If you were not (personally) sensitive about it, you could say (depending on your leverage: belief in Santa, Elf/Shelf, etc.): "You know, if Santa/elf/whatever sees you peeking, they might tell mom/dad!" Keep it lighthearted.
Anonymous
I don't understand why you wouldn't hide the gift??
Anonymous
Awww, he thinks he's being sneaky and giving you kisses and skipping around? My heart just grew three sizes! You just need to be a better gift hider now.

I would pull a mind game now, like put everything else under the tree but that gift and then say you were all done and tease him a little bit. Or wrap up a picture of the gift in a tiny box so he is going bonkers trying to figure out what happened to the big box. But that's just me.
Anonymous
What a sweet kid to skip around and tell you how much he would love that present for Christmas. You are right to question what your parents did.

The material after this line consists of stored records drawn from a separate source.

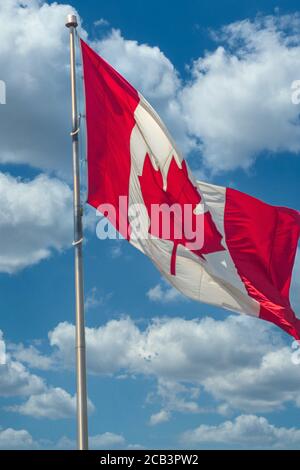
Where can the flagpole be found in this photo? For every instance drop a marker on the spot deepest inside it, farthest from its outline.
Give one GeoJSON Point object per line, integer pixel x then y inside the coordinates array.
{"type": "Point", "coordinates": [82, 419]}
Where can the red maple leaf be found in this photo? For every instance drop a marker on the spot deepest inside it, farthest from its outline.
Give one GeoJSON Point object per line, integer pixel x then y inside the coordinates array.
{"type": "Point", "coordinates": [180, 191]}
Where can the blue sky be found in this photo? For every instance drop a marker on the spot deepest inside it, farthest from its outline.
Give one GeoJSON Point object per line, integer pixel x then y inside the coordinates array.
{"type": "Point", "coordinates": [164, 372]}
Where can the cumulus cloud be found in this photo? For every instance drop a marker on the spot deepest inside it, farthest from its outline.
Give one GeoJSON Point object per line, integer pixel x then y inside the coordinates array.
{"type": "Point", "coordinates": [30, 356]}
{"type": "Point", "coordinates": [17, 380]}
{"type": "Point", "coordinates": [235, 104]}
{"type": "Point", "coordinates": [246, 431]}
{"type": "Point", "coordinates": [36, 119]}
{"type": "Point", "coordinates": [239, 369]}
{"type": "Point", "coordinates": [107, 440]}
{"type": "Point", "coordinates": [238, 103]}
{"type": "Point", "coordinates": [54, 403]}
{"type": "Point", "coordinates": [35, 219]}
{"type": "Point", "coordinates": [12, 439]}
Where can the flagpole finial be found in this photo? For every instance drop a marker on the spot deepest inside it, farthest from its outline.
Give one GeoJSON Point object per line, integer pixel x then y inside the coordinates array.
{"type": "Point", "coordinates": [71, 21]}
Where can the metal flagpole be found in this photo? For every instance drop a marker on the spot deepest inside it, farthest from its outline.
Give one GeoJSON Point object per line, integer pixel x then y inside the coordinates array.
{"type": "Point", "coordinates": [82, 420]}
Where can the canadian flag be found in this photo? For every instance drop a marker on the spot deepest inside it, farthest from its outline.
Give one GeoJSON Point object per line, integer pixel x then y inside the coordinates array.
{"type": "Point", "coordinates": [245, 260]}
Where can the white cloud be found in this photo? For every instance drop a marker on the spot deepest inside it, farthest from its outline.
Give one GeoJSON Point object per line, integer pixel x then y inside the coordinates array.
{"type": "Point", "coordinates": [35, 219]}
{"type": "Point", "coordinates": [107, 440]}
{"type": "Point", "coordinates": [12, 439]}
{"type": "Point", "coordinates": [17, 380]}
{"type": "Point", "coordinates": [236, 103]}
{"type": "Point", "coordinates": [164, 294]}
{"type": "Point", "coordinates": [54, 403]}
{"type": "Point", "coordinates": [35, 125]}
{"type": "Point", "coordinates": [251, 372]}
{"type": "Point", "coordinates": [95, 299]}
{"type": "Point", "coordinates": [30, 356]}
{"type": "Point", "coordinates": [101, 22]}
{"type": "Point", "coordinates": [246, 431]}
{"type": "Point", "coordinates": [239, 101]}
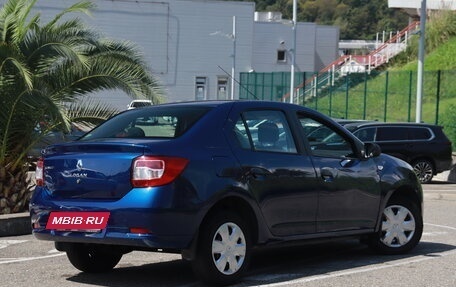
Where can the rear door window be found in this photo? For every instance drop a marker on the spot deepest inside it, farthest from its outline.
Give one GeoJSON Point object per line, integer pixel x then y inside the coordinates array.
{"type": "Point", "coordinates": [264, 130]}
{"type": "Point", "coordinates": [365, 134]}
{"type": "Point", "coordinates": [158, 122]}
{"type": "Point", "coordinates": [420, 134]}
{"type": "Point", "coordinates": [334, 145]}
{"type": "Point", "coordinates": [392, 134]}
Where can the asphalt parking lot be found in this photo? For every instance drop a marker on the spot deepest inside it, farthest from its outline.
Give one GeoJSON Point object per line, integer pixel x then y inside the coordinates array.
{"type": "Point", "coordinates": [25, 261]}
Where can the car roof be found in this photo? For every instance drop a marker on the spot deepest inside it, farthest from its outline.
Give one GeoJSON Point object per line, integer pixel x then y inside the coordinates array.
{"type": "Point", "coordinates": [357, 125]}
{"type": "Point", "coordinates": [238, 103]}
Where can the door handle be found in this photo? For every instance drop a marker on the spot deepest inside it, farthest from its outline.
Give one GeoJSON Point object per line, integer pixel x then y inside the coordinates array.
{"type": "Point", "coordinates": [327, 174]}
{"type": "Point", "coordinates": [259, 173]}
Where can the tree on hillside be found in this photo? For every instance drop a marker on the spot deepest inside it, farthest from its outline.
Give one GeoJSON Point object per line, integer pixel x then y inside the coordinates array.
{"type": "Point", "coordinates": [45, 69]}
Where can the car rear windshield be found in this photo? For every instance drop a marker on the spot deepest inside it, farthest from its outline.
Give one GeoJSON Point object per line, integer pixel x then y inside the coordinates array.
{"type": "Point", "coordinates": [155, 122]}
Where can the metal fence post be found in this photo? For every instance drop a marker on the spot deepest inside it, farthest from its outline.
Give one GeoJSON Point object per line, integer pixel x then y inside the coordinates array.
{"type": "Point", "coordinates": [437, 100]}
{"type": "Point", "coordinates": [410, 96]}
{"type": "Point", "coordinates": [365, 96]}
{"type": "Point", "coordinates": [386, 96]}
{"type": "Point", "coordinates": [347, 88]}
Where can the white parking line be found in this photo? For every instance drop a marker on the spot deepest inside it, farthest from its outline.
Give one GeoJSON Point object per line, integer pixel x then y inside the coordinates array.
{"type": "Point", "coordinates": [23, 259]}
{"type": "Point", "coordinates": [6, 243]}
{"type": "Point", "coordinates": [441, 226]}
{"type": "Point", "coordinates": [371, 268]}
{"type": "Point", "coordinates": [351, 272]}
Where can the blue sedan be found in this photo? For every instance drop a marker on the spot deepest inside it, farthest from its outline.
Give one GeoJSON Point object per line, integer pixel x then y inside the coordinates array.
{"type": "Point", "coordinates": [212, 180]}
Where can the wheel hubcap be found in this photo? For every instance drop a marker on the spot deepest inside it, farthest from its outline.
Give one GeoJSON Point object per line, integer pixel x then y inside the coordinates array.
{"type": "Point", "coordinates": [424, 171]}
{"type": "Point", "coordinates": [228, 248]}
{"type": "Point", "coordinates": [398, 226]}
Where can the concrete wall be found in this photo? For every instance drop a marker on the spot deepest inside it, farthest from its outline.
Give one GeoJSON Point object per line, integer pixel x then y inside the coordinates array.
{"type": "Point", "coordinates": [186, 39]}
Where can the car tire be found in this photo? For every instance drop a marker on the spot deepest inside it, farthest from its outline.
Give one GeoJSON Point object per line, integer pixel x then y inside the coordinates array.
{"type": "Point", "coordinates": [401, 228]}
{"type": "Point", "coordinates": [92, 258]}
{"type": "Point", "coordinates": [424, 170]}
{"type": "Point", "coordinates": [223, 252]}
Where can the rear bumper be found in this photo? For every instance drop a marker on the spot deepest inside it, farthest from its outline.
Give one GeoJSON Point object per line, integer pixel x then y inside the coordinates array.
{"type": "Point", "coordinates": [160, 225]}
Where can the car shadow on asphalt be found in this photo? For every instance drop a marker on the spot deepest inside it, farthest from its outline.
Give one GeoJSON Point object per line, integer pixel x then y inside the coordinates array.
{"type": "Point", "coordinates": [268, 265]}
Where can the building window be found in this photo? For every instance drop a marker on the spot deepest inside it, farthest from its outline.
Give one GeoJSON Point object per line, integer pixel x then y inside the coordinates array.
{"type": "Point", "coordinates": [281, 56]}
{"type": "Point", "coordinates": [200, 88]}
{"type": "Point", "coordinates": [222, 88]}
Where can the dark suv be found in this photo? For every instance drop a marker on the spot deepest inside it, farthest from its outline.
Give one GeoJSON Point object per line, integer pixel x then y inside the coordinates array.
{"type": "Point", "coordinates": [424, 146]}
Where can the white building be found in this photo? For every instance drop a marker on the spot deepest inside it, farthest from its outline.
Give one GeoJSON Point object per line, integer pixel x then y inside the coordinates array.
{"type": "Point", "coordinates": [189, 43]}
{"type": "Point", "coordinates": [412, 7]}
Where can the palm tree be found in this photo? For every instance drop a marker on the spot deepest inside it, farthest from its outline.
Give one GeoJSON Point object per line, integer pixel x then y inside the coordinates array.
{"type": "Point", "coordinates": [45, 71]}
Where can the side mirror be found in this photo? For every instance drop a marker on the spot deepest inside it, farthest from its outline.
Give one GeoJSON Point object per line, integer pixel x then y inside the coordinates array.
{"type": "Point", "coordinates": [372, 150]}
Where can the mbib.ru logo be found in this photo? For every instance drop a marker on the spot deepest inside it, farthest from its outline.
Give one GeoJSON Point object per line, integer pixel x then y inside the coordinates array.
{"type": "Point", "coordinates": [77, 220]}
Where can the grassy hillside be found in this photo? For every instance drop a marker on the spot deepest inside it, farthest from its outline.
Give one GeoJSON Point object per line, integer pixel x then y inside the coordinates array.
{"type": "Point", "coordinates": [390, 95]}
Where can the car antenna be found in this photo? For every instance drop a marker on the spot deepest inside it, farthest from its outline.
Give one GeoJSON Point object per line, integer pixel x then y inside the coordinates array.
{"type": "Point", "coordinates": [237, 82]}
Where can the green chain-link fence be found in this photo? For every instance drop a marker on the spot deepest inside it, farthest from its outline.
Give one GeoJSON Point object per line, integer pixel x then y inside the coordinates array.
{"type": "Point", "coordinates": [385, 96]}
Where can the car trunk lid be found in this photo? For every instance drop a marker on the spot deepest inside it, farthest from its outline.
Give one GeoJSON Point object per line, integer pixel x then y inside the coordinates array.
{"type": "Point", "coordinates": [90, 170]}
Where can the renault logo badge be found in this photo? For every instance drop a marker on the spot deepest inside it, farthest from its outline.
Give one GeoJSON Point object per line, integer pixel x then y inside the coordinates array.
{"type": "Point", "coordinates": [79, 165]}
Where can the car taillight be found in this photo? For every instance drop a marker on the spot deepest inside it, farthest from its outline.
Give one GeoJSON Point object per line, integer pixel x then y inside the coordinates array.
{"type": "Point", "coordinates": [39, 172]}
{"type": "Point", "coordinates": [149, 171]}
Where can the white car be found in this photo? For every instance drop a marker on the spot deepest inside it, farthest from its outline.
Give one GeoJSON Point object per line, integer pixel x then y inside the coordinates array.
{"type": "Point", "coordinates": [139, 104]}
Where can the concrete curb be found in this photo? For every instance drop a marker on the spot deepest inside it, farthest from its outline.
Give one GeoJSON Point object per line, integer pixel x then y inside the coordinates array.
{"type": "Point", "coordinates": [15, 224]}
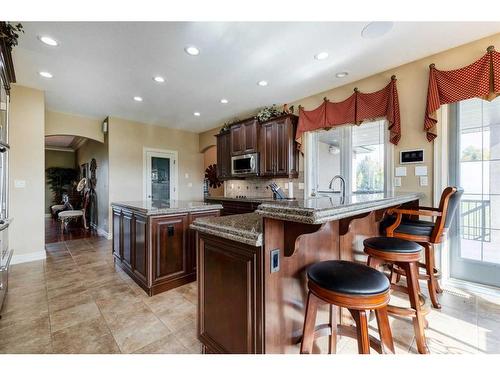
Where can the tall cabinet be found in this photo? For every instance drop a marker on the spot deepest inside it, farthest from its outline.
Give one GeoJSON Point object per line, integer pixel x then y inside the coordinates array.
{"type": "Point", "coordinates": [7, 77]}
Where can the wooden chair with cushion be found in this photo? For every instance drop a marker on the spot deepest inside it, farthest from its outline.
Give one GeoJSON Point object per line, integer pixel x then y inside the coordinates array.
{"type": "Point", "coordinates": [406, 224]}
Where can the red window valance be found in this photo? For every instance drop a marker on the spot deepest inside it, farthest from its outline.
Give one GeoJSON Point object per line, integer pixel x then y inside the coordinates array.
{"type": "Point", "coordinates": [354, 110]}
{"type": "Point", "coordinates": [481, 79]}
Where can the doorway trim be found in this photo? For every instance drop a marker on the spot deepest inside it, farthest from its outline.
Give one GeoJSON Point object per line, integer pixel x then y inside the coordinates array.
{"type": "Point", "coordinates": [172, 154]}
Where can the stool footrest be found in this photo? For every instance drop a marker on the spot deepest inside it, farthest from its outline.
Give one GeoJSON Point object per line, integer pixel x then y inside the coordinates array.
{"type": "Point", "coordinates": [347, 331]}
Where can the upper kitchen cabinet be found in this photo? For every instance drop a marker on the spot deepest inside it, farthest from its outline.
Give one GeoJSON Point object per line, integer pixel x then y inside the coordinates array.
{"type": "Point", "coordinates": [244, 137]}
{"type": "Point", "coordinates": [279, 156]}
{"type": "Point", "coordinates": [223, 155]}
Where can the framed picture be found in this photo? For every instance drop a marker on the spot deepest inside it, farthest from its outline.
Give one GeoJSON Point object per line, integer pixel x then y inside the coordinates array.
{"type": "Point", "coordinates": [411, 156]}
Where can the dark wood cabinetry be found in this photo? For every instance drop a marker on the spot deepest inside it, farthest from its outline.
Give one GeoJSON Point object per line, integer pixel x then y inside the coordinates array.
{"type": "Point", "coordinates": [274, 140]}
{"type": "Point", "coordinates": [157, 252]}
{"type": "Point", "coordinates": [244, 137]}
{"type": "Point", "coordinates": [278, 152]}
{"type": "Point", "coordinates": [230, 296]}
{"type": "Point", "coordinates": [223, 155]}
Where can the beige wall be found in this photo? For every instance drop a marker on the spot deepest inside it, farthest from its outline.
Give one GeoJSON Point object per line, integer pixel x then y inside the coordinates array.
{"type": "Point", "coordinates": [57, 123]}
{"type": "Point", "coordinates": [62, 159]}
{"type": "Point", "coordinates": [127, 140]}
{"type": "Point", "coordinates": [98, 150]}
{"type": "Point", "coordinates": [26, 163]}
{"type": "Point", "coordinates": [207, 138]}
{"type": "Point", "coordinates": [412, 89]}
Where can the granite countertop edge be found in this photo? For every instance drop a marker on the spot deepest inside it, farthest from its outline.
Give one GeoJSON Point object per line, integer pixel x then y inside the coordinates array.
{"type": "Point", "coordinates": [167, 211]}
{"type": "Point", "coordinates": [234, 235]}
{"type": "Point", "coordinates": [320, 216]}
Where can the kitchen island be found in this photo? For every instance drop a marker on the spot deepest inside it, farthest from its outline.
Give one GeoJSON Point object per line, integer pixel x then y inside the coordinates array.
{"type": "Point", "coordinates": [153, 244]}
{"type": "Point", "coordinates": [252, 267]}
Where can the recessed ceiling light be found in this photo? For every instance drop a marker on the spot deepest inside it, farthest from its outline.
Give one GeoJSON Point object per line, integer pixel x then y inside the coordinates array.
{"type": "Point", "coordinates": [45, 74]}
{"type": "Point", "coordinates": [321, 56]}
{"type": "Point", "coordinates": [48, 40]}
{"type": "Point", "coordinates": [376, 29]}
{"type": "Point", "coordinates": [192, 50]}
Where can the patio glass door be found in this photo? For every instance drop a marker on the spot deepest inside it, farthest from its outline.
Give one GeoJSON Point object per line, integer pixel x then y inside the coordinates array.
{"type": "Point", "coordinates": [475, 165]}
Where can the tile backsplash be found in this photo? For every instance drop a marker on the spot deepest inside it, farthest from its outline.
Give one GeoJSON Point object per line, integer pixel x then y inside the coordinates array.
{"type": "Point", "coordinates": [259, 187]}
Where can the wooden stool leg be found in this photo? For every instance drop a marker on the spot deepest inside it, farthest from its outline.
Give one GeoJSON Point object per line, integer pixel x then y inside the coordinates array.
{"type": "Point", "coordinates": [332, 342]}
{"type": "Point", "coordinates": [384, 330]}
{"type": "Point", "coordinates": [309, 324]}
{"type": "Point", "coordinates": [411, 270]}
{"type": "Point", "coordinates": [429, 267]}
{"type": "Point", "coordinates": [362, 330]}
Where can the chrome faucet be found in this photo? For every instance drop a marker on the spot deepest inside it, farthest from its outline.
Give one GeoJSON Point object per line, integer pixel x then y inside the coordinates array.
{"type": "Point", "coordinates": [342, 184]}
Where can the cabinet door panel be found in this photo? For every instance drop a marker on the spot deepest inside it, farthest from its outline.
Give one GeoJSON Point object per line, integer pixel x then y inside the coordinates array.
{"type": "Point", "coordinates": [169, 247]}
{"type": "Point", "coordinates": [140, 251]}
{"type": "Point", "coordinates": [267, 152]}
{"type": "Point", "coordinates": [237, 139]}
{"type": "Point", "coordinates": [128, 237]}
{"type": "Point", "coordinates": [191, 238]}
{"type": "Point", "coordinates": [282, 148]}
{"type": "Point", "coordinates": [250, 136]}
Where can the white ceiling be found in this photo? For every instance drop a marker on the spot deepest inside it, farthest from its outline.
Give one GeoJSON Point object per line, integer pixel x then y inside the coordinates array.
{"type": "Point", "coordinates": [100, 66]}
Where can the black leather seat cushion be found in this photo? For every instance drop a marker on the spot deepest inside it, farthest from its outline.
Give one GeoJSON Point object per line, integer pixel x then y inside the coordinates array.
{"type": "Point", "coordinates": [415, 227]}
{"type": "Point", "coordinates": [392, 244]}
{"type": "Point", "coordinates": [345, 277]}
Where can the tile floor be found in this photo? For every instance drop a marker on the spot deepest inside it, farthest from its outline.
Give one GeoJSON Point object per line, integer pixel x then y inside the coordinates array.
{"type": "Point", "coordinates": [76, 301]}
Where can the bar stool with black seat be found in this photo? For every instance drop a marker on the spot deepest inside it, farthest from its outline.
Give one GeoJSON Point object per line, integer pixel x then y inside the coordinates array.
{"type": "Point", "coordinates": [406, 255]}
{"type": "Point", "coordinates": [426, 233]}
{"type": "Point", "coordinates": [356, 287]}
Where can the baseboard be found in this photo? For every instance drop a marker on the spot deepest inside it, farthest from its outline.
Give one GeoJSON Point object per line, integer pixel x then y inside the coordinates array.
{"type": "Point", "coordinates": [28, 257]}
{"type": "Point", "coordinates": [101, 232]}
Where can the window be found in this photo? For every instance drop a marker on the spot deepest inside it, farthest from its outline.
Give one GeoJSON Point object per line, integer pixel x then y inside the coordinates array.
{"type": "Point", "coordinates": [360, 154]}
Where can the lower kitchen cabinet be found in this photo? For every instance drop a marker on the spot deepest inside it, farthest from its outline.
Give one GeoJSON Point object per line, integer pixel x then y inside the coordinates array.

I would give the boy a hug and be glad that he's happy and grateful.
Anonymous
I agree with PPs who say the punishment of not having the surprise on Christmas morning is probably punishment enough. I still feel bad about the bright yellow walkman I got a glimpse of in a shopping bag after my mom went shopping one Christmas (and man, I loved that walkman!). If you know he saw it, I think a conversation along the lines of what others have mentioned ("I'm disappointed you peeked... we were really looking forward to seeing your surprise Christmas morning...") is probably adequate for a one-time offense for a 9 year with less than perfect impulse control in the face of a really big temptation.
Anonymous
My brother did the same thing one Christmas (including talking about how much he wanted X, Y, and Z items) and my mom returned everything, so he was still surprised at Christmas.

Now, my brother was older (middle or early high school), so he definitely knew better and my mother didn't yell at him, she quietly returned everything and bought some other items.
Anonymous
OP, I don't even know you but I am so proud of you for rising above your crazy childhood. what a nightmare it must have been. PPs have given you a lot of "normal" options for response and I'd like to suggest one more. Pretend you didn't see him peek, and play along with his hint-dropping if he does any more. "that would be a cool gift, huh?" and then when he is happy on Christmas morning, you be happy too. Never let on that you saw. He will come to his own decision whether or not to peek and change the nature of the surprise in future years.

psychology research actually shows that him knowing the present is coming makes it more enjoyable. Anticipation is a big part of happiness.

Anonymous
Hmm, maybe I'm the mean mom here! I've announced to my kids that the gift rule is as follows: you peek, you don't get it. So they've been warned!

Now, whether I'd follow through on this, I don't know. It would be so much work to return things!
Anonymous
No surprise for him! I do like the idea that a PP had, sit him down, tell him you KNOW he looked and that part of the "magic" of Christmas is for the parents seeing the joy of kids opening gifts and he's taken something away from that. I wouldn't lay the heavy guilt trip on him, he'll probably do that to himself once you chat.
And agreeing with other PP's, HIDE THE GIFTS BETTER NEXT TIME!!!
Anonymous
another thought about your situation OP. You may wonder often, understandably given your history, when to punish your child for not doing what you tell him. You can consider how vital is the thing you were telling him to do, and how much risk has he exposed himself to by not obeying. In this case, the thing is not all that vital and there is no risk--peeking in a bag is not going to endanger his life, harm his schoolwork, etc. All you've done by trying to make him not peek is given him an invitation to fail.
Anonymous
wow this is a thing, not giving kids gifts they peeked? I have to say the idea gives me chills. So pointlessly cruel. So what if they peek? it's not like they are getting the gift early. they still have to wait. It's still fun to receive it.